1-Taraflar arasındaki uyuşmazlık davacının iş sözleşmesinin feshi noktasındadır. Davacı iş sözleşmesinin haksız olarak feshedildiğini beyan etmiştir. Davalı taraf ise davacının 31.07.2010 tarihinde davacının izin istediğini izin verilmemesine rağmen davacının bu tarihte işe gelmediğini, kendisine bu eylemi nedeniyle uyarı cezası verildiğini, 02.08.2010 tarihinde davacının imzadan imtina ederek işyerinden ayrıldığını, 04.08.2010 tarihinde devamsızlık yaptığını, 06.08.2010 tarihinde savunma ve uyarı cezasının tebliğ edilmek istendiğini ancak davacının saygısızca haraketlerde bulunarak işyerinden ayrıldığını ve 09.08.2010 tarihinden itibaren devamsızlık yaptığını,bu nedenle iş sözleşmesinin haklı nedenle feshedildiğini belirtmiştir. Dosyada davacının devamsızlığına ilişkin tutanaklar bulunmaktadır. Davacı tanıkları davacının cenaze nedeniyle işe gelmemesi üzerine işten çıkartıldığını beyan etmişlerdir. Davacının 31.07.2010 tarihli savunma yazısında özel işi nedeniyle izin istediğini, verilmediğini ve 31.07.2010 tarihinde işe gelmediğini ileri sürmüştür. Her ne kadar mahkemece davacının işyerini cenaze sebebi ile terk ettiği, davacının ödenmeyen işçilik alacaklarının bulunduğu belirtilerek iş sözleşmesinin davalı tarafından haksız olarak feshedildiği gerekçesi ile kıdem ve ihbar tazminatına hükmedilmiş ise de,tüm dosya kapsamı, tanık beyanları ve devamsızlık tutunakları dikkate alındığında davacının iş sözleşmesinin devamsızlığı nedeniyle davalı işverence haklı nedenle feshedildiği anlaşılmaktadır.Hal böyle olunca davacının kıdem ve ihbar tazminatı taleplerinin reddine karar verilmesi gerekli iken kabulüne ilişkin karar hatalı olup bozmayı gerektirmiştir.

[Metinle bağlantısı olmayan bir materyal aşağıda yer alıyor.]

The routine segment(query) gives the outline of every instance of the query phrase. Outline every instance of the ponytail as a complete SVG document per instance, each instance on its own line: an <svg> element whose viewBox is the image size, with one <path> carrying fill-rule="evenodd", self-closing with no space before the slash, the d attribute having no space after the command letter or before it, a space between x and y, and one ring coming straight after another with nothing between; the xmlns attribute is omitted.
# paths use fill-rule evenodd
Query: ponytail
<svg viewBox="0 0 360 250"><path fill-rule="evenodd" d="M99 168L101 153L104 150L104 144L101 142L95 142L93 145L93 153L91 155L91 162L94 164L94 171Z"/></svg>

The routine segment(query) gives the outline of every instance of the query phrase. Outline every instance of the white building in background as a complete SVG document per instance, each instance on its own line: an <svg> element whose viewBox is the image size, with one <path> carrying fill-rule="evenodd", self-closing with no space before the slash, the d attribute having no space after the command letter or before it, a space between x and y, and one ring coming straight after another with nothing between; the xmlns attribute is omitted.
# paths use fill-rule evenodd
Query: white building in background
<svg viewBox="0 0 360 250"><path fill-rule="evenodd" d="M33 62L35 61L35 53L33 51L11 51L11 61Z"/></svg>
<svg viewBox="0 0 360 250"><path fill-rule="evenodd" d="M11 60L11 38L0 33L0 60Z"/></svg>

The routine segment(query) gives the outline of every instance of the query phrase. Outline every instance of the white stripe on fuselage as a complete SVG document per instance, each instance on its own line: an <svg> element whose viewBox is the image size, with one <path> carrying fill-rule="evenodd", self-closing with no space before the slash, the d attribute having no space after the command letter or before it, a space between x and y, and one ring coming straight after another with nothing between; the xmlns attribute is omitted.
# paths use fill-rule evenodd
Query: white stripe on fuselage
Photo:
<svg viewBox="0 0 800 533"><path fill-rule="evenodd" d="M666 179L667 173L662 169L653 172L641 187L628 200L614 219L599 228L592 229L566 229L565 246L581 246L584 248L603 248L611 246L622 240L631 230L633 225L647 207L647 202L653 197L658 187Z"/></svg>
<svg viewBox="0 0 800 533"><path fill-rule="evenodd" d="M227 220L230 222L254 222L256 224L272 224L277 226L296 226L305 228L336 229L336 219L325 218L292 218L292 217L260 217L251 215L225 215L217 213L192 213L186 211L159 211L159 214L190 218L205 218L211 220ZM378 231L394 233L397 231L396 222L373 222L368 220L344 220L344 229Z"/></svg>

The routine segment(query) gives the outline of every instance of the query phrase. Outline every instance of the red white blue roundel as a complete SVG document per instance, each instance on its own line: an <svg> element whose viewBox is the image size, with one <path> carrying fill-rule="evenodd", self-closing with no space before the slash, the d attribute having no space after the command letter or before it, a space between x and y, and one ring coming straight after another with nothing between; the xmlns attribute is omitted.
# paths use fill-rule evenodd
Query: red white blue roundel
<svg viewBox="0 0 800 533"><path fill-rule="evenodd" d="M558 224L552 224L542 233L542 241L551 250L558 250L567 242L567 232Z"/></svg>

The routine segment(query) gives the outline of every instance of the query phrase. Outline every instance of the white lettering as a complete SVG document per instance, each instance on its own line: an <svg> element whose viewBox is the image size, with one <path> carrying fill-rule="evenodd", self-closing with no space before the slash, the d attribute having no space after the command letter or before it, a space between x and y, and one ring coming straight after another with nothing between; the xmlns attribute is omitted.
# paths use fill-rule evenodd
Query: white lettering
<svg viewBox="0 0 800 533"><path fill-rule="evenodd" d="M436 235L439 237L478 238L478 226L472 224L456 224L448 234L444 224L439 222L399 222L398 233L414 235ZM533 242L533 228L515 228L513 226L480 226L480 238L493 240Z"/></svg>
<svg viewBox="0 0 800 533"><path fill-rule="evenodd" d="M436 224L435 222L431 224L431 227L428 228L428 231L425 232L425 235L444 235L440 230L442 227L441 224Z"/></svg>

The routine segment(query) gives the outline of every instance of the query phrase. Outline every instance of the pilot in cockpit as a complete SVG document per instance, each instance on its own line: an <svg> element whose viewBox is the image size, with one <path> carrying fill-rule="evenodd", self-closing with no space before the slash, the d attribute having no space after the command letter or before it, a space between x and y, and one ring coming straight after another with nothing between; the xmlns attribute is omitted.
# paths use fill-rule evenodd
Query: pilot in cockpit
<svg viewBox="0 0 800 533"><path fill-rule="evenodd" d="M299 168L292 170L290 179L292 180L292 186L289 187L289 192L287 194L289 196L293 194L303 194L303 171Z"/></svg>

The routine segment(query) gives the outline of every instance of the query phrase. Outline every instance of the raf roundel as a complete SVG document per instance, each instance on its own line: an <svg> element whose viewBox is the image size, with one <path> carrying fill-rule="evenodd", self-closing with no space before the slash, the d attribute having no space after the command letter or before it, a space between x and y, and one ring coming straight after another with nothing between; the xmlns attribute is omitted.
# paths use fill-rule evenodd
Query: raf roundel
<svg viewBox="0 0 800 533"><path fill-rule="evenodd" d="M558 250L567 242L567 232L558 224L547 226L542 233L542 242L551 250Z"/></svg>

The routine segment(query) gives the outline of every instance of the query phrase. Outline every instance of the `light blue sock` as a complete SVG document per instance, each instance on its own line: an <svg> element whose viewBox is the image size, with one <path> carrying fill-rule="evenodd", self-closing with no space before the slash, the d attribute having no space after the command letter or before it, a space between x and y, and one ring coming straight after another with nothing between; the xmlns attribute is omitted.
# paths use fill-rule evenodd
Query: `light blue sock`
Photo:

2-Taraflar arasındaki bir diğer uyuşmazlık konusuda davacının hafta tatili alacağı bulunup bulunmadığı noktasındadır. Davacı taraf dava dilekçesinde haftanın altı günü çalıştığını beyan etmiştir. Mahkemece hükme esas alınan bilirkişi raporunda tanık V… T….’ün beyanına göre davacının yılda 4 hafta tatilinde çalıştığı kabul edilerek hesaplama yapılmıştır. Davacı tanıklarından birtanesi 3 ayda 1 pazar günü çalıştıklarını beyan ederken, diğer davacı tanıkları pazar günlerinin tatil olduğunu belirtmişlerdir. Davalı tanıkları haftanın altı günü çalıştıklarını beyan etmişlerdir. Tüm dosya kapsamı davacının dava dilekçesindeki beyanı, tanık beyanları birlikte değerlendirildiğinde davacının hafta tatili çalışmasını ispatlayamadığı anlaşılmaktadır. Hal böyle olunca mahkemece hafta tatili alacağının reddine karar verilmesi gerekli iken kabulüne ilişkin karar hatalı olup bozmayı gerektirmiştir.
3-Davacının, bilirkişi raporuna göre gerçekleşen fazla mesai alacağına hükmolunmuş ise de, hastalık, izin veya mazeret izni gibi nedenlerle çalışmadığı günler olabileceği dikkate alınmadan, söz konusu alacaklardan takdiri indirim yapılmaması hatalı olduğundan,fazla mesai alacağından makul oranda takdiri indirim yapılması gereklidir.
SONUÇ: Hükmün yukarıda açıklanan nedenle BOZULMASINA, peşin alınan temyiz harcının istek olması halinde ilgiliye iadesine, 14.05.2014 tarihinde oybirliği ile karar verildi.